Be kind to the ecosystem by bringing biodegradable sunscreen, shampoo, conditioner and lotions. (Alba Botanica makes a highly rated sunscreen and Campsuds makes a multi-purpose cleaner that can be used as a shampoo, body wash or even dish cleaner.)
A small pair of binoculars can go a long way when trying to spot wildlife from the boat. (Bushnell Falcon makes some nice ones for under $30)
Limit plastic waste by bringing a reusable water bottle. (The Vapor Element Bottle is perfect for travel since it folds up into a tiny neat package when empty)
Bring the right pair of shoes. Light hiking shoes are necessary for some of the islands and water shoes are needed for the wet landings when the panga can’t bring you all the way to the shore or dock. A dual-purpose Keen style active shoe would work well. Also, bring a comfortable pair of deck shoes to wear while just hanging out on the boat.

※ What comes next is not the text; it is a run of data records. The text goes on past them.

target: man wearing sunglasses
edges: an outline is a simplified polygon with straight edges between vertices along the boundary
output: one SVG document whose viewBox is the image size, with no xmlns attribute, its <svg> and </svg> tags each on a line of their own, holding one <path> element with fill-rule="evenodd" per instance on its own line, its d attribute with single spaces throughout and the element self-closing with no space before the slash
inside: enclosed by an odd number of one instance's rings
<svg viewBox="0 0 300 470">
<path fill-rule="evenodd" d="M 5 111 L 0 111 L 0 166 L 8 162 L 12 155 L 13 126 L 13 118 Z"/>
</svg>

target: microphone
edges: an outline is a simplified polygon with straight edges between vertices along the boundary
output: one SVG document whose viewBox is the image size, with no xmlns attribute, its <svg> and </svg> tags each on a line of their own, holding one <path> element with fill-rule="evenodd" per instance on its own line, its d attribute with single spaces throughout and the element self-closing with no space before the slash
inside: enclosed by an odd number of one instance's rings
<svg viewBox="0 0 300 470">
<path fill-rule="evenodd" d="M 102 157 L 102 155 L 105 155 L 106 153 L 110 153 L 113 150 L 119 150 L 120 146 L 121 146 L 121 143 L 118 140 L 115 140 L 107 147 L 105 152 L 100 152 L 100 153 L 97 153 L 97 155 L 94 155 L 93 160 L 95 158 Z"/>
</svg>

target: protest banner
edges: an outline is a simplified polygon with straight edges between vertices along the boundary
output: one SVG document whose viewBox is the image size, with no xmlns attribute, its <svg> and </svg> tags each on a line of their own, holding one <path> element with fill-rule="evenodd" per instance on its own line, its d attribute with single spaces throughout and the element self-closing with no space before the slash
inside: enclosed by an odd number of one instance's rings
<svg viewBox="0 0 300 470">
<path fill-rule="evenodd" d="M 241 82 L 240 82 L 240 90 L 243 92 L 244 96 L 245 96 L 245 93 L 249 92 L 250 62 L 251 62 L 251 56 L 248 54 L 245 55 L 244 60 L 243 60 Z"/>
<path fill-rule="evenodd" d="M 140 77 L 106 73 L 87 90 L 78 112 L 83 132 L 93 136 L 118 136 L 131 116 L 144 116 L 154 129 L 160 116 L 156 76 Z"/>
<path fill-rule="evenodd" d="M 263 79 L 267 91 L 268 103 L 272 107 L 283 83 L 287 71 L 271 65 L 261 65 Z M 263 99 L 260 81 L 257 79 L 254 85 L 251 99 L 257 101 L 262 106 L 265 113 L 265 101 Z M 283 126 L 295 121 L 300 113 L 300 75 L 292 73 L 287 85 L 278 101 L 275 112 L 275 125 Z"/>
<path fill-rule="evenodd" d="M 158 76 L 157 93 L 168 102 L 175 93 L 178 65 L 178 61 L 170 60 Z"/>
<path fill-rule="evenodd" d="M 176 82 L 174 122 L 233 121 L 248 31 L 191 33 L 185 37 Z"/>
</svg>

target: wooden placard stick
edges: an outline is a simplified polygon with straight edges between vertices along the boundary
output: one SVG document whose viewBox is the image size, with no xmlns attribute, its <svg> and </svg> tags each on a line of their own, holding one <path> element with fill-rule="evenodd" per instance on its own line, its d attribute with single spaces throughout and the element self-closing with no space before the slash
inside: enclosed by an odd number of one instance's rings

Don’t forget an underwater camera to capture the incredible marine life. I use a GoPro, but if you want a cheaper option just get an underwater case for your phone.
Most tours will provide snorkeling gear (masks, tube, fins and wet suit), but consider at least bringing your own mask. A properly fitted one can enhance your snorkel experience and lessen the chances of missing marine-life because of having to fiddle with your gear.
You can leave the makeup and blow dryers at home since you will most likely be in and out of the water several times per day.